BACKGROUND: Breast cancer (BRCA) is one of the most common cancers and the leading cause of cancer-related death in women. RNA-binding proteins (RBPs) play an important role in the emergence and pathogenesis of tumors. The target RNAs of RBPs are very diverse; in addition to binding to mRNA, RBPs also bind to noncoding RNA. Noncoding RNA can cause secondary structures that can bind to RBPs and regulate multiple processes such as splicing, RNA modification, protein localization, and chromosomes remodeling, which can lead to tumor initiation, progression, and invasion. METHODS: (1) BRCA data were downloaded from The Cancer Genome Atlas (TCGA) and the International Cancer Genome Consortium (ICGC) databases and were used as training and testing datasets, respectively. (2) The prognostic RBPs-related genes were screened according to the overlapping differentially expressed genes (DEGs) from the TCGA database. (3) Univariate Cox proportional hazard regression was performed to identify the genes with significant prognostic value. (4) Further, we used the LASSO regression to construct a prognostic signature and validated the signature in the TCGA and ICGC cohort. (5) Besides, we also performed prognostic analysis, expression level verification, immune cell correlation analysis, and drug correlation analysis of the genes in the model. RESULTS: Four genes (MRPL13, IGF2BP1, BRCA1, and MAEL) were identified as prognostic gene signatures. The prognostic model has been validated in the TCGA and ICGC cohorts.

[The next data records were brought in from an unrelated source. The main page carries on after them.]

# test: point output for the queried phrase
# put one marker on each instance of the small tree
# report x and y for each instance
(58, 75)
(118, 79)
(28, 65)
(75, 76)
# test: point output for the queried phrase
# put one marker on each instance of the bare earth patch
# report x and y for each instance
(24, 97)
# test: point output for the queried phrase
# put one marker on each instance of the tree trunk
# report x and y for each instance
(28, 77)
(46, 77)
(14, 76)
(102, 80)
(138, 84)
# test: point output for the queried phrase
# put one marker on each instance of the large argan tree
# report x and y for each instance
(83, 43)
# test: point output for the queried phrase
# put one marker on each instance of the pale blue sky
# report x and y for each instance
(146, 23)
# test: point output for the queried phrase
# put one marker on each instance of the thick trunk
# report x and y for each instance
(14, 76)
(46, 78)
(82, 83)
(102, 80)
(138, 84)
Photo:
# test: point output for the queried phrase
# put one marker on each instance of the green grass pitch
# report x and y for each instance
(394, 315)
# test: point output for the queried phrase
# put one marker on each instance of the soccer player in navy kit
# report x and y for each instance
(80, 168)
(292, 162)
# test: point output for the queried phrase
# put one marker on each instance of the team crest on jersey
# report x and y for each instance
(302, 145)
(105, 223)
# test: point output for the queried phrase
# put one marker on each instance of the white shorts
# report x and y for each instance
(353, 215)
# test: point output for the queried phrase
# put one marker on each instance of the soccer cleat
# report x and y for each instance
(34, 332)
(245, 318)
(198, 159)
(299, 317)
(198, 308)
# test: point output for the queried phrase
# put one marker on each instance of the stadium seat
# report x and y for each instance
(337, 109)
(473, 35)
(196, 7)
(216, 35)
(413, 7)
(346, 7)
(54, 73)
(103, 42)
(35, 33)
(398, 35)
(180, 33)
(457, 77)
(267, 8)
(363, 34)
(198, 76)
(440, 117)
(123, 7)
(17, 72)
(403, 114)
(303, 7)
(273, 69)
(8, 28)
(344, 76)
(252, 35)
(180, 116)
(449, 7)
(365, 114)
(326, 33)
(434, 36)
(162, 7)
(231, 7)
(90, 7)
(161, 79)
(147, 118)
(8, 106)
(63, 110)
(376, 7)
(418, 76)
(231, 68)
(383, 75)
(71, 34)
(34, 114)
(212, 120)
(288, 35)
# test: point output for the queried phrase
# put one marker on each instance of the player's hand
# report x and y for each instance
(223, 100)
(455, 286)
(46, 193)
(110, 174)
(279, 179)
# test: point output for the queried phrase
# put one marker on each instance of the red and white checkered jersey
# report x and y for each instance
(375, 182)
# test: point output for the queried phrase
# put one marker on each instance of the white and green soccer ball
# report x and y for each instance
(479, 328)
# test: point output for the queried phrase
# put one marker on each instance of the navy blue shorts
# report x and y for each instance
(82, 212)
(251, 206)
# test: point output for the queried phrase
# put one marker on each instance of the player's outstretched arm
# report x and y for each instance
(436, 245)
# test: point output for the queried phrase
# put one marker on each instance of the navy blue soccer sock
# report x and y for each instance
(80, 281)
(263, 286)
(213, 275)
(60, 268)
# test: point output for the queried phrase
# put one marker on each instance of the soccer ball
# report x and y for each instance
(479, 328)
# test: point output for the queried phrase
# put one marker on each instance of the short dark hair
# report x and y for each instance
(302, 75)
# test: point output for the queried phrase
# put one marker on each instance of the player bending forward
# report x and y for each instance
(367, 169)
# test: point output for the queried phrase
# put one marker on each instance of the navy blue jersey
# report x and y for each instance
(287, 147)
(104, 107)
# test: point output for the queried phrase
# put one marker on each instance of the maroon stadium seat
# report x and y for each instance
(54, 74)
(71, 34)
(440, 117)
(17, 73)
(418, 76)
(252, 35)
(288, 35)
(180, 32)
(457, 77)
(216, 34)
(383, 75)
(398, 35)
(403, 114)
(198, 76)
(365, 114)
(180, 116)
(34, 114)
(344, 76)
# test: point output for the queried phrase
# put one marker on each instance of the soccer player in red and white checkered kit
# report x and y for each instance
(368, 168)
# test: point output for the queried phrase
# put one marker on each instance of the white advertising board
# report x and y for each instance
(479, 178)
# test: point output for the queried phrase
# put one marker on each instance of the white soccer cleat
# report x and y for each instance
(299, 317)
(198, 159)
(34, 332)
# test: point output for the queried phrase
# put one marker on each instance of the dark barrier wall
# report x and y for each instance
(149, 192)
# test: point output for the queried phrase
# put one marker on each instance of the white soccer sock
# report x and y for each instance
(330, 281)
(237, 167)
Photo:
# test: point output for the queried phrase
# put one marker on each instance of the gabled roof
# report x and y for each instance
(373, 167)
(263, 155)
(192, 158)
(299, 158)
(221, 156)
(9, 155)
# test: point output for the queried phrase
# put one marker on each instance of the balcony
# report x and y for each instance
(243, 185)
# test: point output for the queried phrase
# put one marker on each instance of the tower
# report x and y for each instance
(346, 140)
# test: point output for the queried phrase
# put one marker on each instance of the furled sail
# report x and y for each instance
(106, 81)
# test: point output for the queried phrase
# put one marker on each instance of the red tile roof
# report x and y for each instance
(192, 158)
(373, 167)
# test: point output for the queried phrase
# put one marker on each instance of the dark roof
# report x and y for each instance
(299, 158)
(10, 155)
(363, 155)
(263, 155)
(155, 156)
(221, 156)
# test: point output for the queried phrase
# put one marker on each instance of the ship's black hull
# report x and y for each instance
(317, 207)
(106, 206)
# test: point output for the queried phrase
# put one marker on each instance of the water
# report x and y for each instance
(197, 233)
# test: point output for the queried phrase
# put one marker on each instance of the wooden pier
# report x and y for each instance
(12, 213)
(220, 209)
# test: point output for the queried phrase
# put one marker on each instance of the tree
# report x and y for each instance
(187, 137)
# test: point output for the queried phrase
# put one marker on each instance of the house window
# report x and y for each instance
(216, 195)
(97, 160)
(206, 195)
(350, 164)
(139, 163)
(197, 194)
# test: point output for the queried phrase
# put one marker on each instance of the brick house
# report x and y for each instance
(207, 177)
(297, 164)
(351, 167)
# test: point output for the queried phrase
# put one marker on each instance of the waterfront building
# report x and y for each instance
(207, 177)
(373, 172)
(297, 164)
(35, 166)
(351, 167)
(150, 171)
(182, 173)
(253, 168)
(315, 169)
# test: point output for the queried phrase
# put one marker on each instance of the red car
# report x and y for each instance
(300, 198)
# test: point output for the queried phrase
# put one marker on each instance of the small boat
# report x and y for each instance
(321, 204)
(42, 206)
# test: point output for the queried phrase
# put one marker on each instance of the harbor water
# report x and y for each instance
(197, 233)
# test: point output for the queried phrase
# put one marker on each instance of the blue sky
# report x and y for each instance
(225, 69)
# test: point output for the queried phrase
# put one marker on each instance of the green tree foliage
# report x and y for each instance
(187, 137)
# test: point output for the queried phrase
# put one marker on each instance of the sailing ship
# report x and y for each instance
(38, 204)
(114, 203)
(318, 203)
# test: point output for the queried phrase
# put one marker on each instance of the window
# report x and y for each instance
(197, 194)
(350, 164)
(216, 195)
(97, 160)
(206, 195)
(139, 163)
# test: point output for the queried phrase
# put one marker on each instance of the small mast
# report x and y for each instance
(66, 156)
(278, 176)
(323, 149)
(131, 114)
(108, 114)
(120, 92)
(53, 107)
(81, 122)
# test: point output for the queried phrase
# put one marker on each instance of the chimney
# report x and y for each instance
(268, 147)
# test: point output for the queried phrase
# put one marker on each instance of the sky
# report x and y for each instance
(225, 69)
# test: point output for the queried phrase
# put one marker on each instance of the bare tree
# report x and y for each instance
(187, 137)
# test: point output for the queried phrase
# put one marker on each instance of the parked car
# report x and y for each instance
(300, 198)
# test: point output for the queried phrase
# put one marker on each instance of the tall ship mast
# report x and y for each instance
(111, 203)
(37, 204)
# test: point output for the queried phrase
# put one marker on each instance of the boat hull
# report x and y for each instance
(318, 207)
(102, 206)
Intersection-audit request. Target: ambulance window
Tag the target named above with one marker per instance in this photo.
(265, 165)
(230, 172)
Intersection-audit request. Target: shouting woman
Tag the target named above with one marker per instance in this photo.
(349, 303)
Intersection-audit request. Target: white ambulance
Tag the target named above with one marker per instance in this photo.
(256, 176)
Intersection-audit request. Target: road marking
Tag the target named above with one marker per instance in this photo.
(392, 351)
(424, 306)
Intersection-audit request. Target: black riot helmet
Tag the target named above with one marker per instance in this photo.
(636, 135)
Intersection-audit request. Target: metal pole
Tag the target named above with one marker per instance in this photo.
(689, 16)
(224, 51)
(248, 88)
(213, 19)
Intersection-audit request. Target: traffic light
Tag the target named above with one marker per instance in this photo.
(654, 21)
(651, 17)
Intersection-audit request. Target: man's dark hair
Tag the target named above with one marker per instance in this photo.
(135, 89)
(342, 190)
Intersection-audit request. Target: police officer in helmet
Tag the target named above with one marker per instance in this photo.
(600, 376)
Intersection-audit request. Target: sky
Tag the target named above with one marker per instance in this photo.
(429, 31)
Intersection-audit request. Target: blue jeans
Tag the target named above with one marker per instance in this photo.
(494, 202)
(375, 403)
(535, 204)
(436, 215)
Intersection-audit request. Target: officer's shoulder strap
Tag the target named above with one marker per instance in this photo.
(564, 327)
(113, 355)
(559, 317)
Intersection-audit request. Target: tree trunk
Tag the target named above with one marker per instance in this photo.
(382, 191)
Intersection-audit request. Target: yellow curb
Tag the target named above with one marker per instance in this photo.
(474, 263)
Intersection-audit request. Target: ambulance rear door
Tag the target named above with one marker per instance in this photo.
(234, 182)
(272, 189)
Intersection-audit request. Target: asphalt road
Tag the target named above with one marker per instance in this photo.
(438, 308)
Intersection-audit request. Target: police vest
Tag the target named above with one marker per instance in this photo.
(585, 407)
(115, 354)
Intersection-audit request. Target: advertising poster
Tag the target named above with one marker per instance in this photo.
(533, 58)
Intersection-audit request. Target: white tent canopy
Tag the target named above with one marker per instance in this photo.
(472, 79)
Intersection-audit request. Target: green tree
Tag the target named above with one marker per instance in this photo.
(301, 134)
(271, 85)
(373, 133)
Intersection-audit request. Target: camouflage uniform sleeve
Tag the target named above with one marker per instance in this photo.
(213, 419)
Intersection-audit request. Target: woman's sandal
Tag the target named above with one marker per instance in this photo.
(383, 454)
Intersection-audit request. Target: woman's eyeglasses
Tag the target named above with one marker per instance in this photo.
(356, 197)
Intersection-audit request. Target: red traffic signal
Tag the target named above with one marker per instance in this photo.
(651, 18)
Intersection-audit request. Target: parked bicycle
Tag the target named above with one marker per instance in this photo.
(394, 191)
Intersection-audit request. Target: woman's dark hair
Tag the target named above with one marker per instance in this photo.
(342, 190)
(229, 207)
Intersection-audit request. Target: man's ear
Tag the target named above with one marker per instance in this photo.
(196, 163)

The risk score calculated with four genes signatures could largely predict overall survival for 1, 3, and 5 years in patients with BRCA. The calibration plot demonstrated outstanding consistency between the prediction and actual observation. The findings of online database verification revealed that these four genes were significantly highly expressed in tumors. Also, we observed their significant correlations with some immune cells and also potential correlations with some drugs. CONCLUSION: We constructed a 4-RBPs-based prognostic signature to predict the prognosis of BRCA patients, and it has the potential for treating and diagnosing BRCA.